Just after seven o'clock in the morning, a video call from a snail noodle factory in Guangxi popped up on my desk. In the picture, their workshop director held a bowl-sized material bag and shouted: "Mr. Wang, your automatic packaging system is really amazing! The sour bamboo shoots buns that were debugged yesterday, today we changed to bean curd buns, and we don't need to change the mold?" Listening to the customer's surprise and joy, I smiled knowingly with my thermos cup in my hand - this is nothing new. Our factory's third-generation automatic packaging system is all about "using softness to overcome hardness".
When I started to take over the solution design three years ago, I was most afraid of encountering customers who wanted to "share production lines". For example, the group customer who was engaged in OEM of cosmetics and health products last year had three types of bottle materials: PET, glass, and acrylic, which traditional equipment could not handle at all. At that time, our technical team spent a whole month in the workshop and changed the grabbing module of the automatic packaging system to an adaptive air cushion structure. Now, let alone changing the packaging material, even if we encounter a pebble-shaped essential oil bottle, the robot arm can steadily code it into the color box.
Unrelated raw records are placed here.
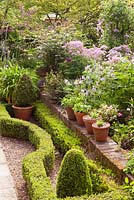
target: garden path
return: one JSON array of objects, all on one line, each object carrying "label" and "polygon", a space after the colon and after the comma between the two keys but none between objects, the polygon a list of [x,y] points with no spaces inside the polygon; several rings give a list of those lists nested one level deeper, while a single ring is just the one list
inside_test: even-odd
[{"label": "garden path", "polygon": [[0,137],[0,200],[17,200],[13,178],[8,168]]}]

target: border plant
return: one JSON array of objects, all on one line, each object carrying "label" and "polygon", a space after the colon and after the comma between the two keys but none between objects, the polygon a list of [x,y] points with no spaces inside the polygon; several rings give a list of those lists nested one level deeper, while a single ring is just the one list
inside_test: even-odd
[{"label": "border plant", "polygon": [[[0,134],[3,136],[29,139],[30,142],[37,148],[35,152],[28,154],[23,160],[23,176],[26,180],[31,200],[58,200],[53,192],[50,180],[47,177],[52,168],[54,158],[54,147],[50,136],[46,133],[46,131],[36,125],[11,118],[4,105],[0,105],[0,108],[0,111],[2,110],[3,113],[2,114],[0,112]],[[96,176],[97,178],[99,177],[98,175]],[[82,196],[66,198],[66,200],[101,199],[131,200],[131,197],[126,192],[124,193],[123,190],[114,190],[112,192],[91,195],[89,197]]]}]

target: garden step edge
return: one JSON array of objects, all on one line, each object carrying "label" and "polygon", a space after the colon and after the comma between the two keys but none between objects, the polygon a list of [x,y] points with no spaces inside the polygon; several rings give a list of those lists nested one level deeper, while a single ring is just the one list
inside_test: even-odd
[{"label": "garden step edge", "polygon": [[130,181],[134,177],[130,174],[124,173],[124,168],[127,163],[127,151],[119,148],[118,144],[108,137],[107,142],[96,142],[93,135],[89,135],[85,127],[81,127],[76,121],[69,120],[65,110],[46,94],[41,94],[42,102],[50,108],[50,110],[61,119],[65,125],[71,128],[81,138],[82,142],[87,146],[89,152],[94,152],[98,160],[116,174],[120,183],[124,182],[125,177]]}]

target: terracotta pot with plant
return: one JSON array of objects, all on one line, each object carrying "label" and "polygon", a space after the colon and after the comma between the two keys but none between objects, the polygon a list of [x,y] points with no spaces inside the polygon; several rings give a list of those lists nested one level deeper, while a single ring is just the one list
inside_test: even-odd
[{"label": "terracotta pot with plant", "polygon": [[75,103],[75,97],[70,95],[66,95],[65,97],[63,97],[61,101],[61,105],[65,108],[68,119],[70,120],[76,120],[73,110],[74,103]]},{"label": "terracotta pot with plant", "polygon": [[26,74],[22,75],[13,92],[13,109],[16,118],[29,120],[32,114],[32,103],[36,101],[37,92]]},{"label": "terracotta pot with plant", "polygon": [[104,122],[103,120],[98,120],[96,123],[92,124],[92,127],[95,140],[97,142],[107,142],[110,123]]},{"label": "terracotta pot with plant", "polygon": [[86,130],[90,135],[94,134],[92,124],[96,122],[97,118],[98,118],[97,110],[93,110],[90,112],[89,115],[85,115],[83,117],[83,121],[85,123]]},{"label": "terracotta pot with plant", "polygon": [[73,107],[78,125],[84,126],[83,116],[87,114],[89,106],[82,102],[76,103]]}]

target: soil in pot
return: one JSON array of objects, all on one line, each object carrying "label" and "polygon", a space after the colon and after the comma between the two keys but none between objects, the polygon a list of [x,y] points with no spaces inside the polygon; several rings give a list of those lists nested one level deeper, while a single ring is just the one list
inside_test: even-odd
[{"label": "soil in pot", "polygon": [[71,107],[67,107],[66,108],[66,112],[67,112],[68,119],[70,119],[70,120],[76,120],[74,111],[73,111],[73,109]]},{"label": "soil in pot", "polygon": [[81,113],[81,112],[75,112],[75,117],[77,120],[78,125],[80,126],[84,126],[84,121],[83,121],[83,116],[85,115],[85,113]]},{"label": "soil in pot", "polygon": [[98,127],[96,123],[92,124],[95,140],[97,142],[107,142],[110,124],[105,123],[104,126]]},{"label": "soil in pot", "polygon": [[83,121],[85,123],[85,127],[86,127],[87,132],[90,135],[93,135],[94,132],[93,132],[92,124],[96,122],[96,119],[91,118],[89,115],[85,115],[85,116],[83,116]]}]

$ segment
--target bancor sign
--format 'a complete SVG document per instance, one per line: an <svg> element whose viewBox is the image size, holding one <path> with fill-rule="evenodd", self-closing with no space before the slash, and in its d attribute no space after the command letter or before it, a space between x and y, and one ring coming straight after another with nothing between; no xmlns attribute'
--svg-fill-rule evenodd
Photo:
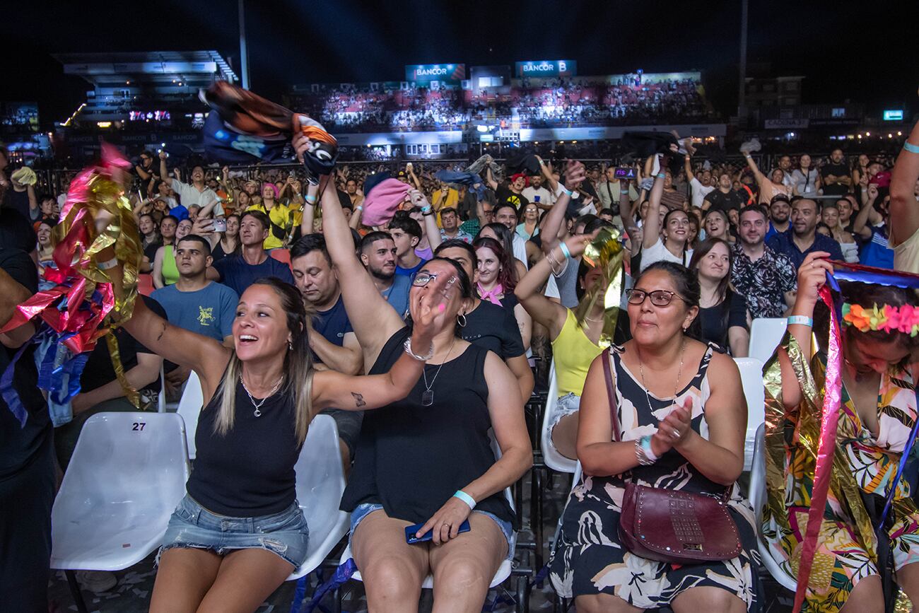
<svg viewBox="0 0 919 613"><path fill-rule="evenodd" d="M405 66L405 80L416 83L446 81L460 83L466 78L464 63L424 63Z"/></svg>
<svg viewBox="0 0 919 613"><path fill-rule="evenodd" d="M524 76L574 76L577 74L577 62L574 60L540 60L539 62L517 62L514 74Z"/></svg>

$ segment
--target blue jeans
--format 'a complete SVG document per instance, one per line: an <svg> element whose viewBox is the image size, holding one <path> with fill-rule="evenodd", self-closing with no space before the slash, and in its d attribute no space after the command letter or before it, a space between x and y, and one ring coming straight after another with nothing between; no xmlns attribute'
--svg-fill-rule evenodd
<svg viewBox="0 0 919 613"><path fill-rule="evenodd" d="M306 517L297 501L280 513L230 517L211 513L186 494L169 519L160 555L174 547L208 550L217 555L263 549L299 568L306 560L309 539Z"/></svg>

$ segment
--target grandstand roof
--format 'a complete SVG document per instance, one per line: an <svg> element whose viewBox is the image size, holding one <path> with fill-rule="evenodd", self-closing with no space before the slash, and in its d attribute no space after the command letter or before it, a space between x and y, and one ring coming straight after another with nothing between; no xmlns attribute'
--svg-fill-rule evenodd
<svg viewBox="0 0 919 613"><path fill-rule="evenodd" d="M215 51L55 53L65 74L82 76L96 86L129 81L165 85L179 79L191 87L207 87L216 75L233 83L238 77Z"/></svg>

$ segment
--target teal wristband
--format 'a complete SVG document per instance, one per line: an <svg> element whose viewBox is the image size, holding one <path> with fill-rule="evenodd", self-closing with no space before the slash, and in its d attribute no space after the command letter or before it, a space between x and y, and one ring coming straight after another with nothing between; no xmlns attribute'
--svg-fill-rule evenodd
<svg viewBox="0 0 919 613"><path fill-rule="evenodd" d="M453 494L453 497L454 498L459 498L460 500L461 500L464 503L466 503L467 505L469 505L469 510L470 511L471 511L472 509L475 508L475 501L472 500L472 496L469 495L468 494L466 494L462 490L457 490L457 493Z"/></svg>

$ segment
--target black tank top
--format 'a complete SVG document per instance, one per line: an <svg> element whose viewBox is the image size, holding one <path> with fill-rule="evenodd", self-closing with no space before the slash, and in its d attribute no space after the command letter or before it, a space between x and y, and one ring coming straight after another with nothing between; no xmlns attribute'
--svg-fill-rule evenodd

Speaking of the capabilities of this system, the pet food factory that I went to inspect last week is a living example. Their flexible production line has to handle both 500-gram bagged food and 5-kilogram vertical bags. In the past, two sets of equipment had to be turned on in turn, but now the automatic packaging system can identify product specifications by itself, and the conveyor belt speed, sealing temperature, and inkjet position are automatically switched. The most amazing thing is the energy consumption optimization module. When producing small packages at night, it automatically switches to energy-saving mode, and the electricity bill has dropped by 12% compared with the same period last year-this is the data that the customer showed me with the bill himself.
Of course, good equipment must be accompanied by a reliable turnkey project. The renovation project for the Northeast Frozen Food Factory last month took a total of 28 days from on-site mapping to trial operation. Their automatic packaging system must be compatible with two types of packaging: dumpling boxes and hot pot material rolls. Our engineers debugged it in a cold storage at minus 15 degrees for three days. Now the customer tells everyone: "Their service is as smart as the equipment, and they even consider the icing problem at the loading and unloading port of the cold chain vehicle."
Recently, the order from the multinational daily chemical group has made me feel particularly accomplished. They have to package shampoo refills and replacement toothbrushes on the same production line, and the weight difference between the two products is more than 20 times. When we demonstrated how the automatic packaging system can automatically divert through dynamic weighing, the other party's technical director directly took out his mobile phone to record: "We need to write this dynamic compensation function into the acceptance criteria!" Later I heard that this case was also used by their headquarters as a model for intelligent upgrades in the Asia-Pacific region.
Before leaving get off work, Xiao Liu from the marketing department brought a stack of new proposal covers for me to choose. The gold-plated words "Special-shaped Parts Packaging Expert" on the cover are eye-catching, but the small words below are more realistic: the automatic packaging system makes every irregularity have a perfect destination. This makes sense. Think about the Chinese herbal medicine customer I'm going to talk to tomorrow. Aren't their strange-shaped herbal medicine packages waiting for our system to "tame" them?